アメリカのトランプ大統領がイランとの戦争に踏み切ったロジックを読み解くのは難しい。だが、戦争の最大の受益者を見抜くのは簡単だ。それは、ロシアのプーチン大統領である。
トランプとその取り巻きたちは、イランのイスラム共和国体制に対する軍事行動を正当化するためにイラン指導部を「邪悪」な存在と描き、道徳的な怒りに強く訴えている。イランの体制は「自国民を容赦なく弾圧」しているため、アメリカが直接介入して同国の統治者を変えなくてはならないと力説しているわけだ。
開戦の理屈すら整えられないトランプ政権
まったくもって検証に耐えられる理屈ではない。アメリカから体制転換の戦争を招くことなく自国民を弾圧している指導者は世界にはたくさんいる。プーチンは政敵を国内外で殺害していることで有名だが、それでもトランプはプーチンにわざわざ歩み寄る行動を続けている。

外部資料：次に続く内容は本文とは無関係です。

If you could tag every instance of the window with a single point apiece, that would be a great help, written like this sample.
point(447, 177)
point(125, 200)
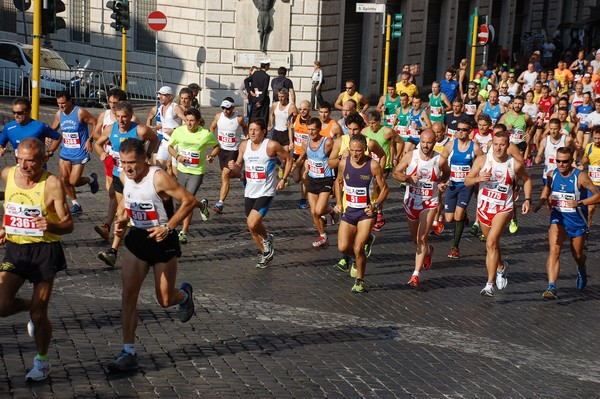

仮に「邪悪さ」だけが戦争の根拠だとしたら、地政学的な風景はまったく違ったものになっているだろう。
さらにいえば、イランのイスラム共和国体制は何十年にもわたって国民を弾圧し続けてきたにもかかわらず、アメリカは何もしてこなかった。トランプの動機が何であれ、そこにはイラン国民への思いやりなど含まれてはいない。
それでは、核の脅威についてはどうなのか。イランが核兵器を開発し、アメリカに向けて発射する脅威は、このタイミングでの全面戦争を正当化できるほど差し迫ったものになっていたとはいえないか。
そうした理屈も、説得力があるとは思えない。アメリカのウィトコフ中東担当特使は、イランは「あと1週間」で核兵器開発能力を獲得すると主張しているが、だとすれば、昨年6月の攻撃でイランの核施設を「壊滅させた」とするトランプの主張とつじつまが合わなくなる。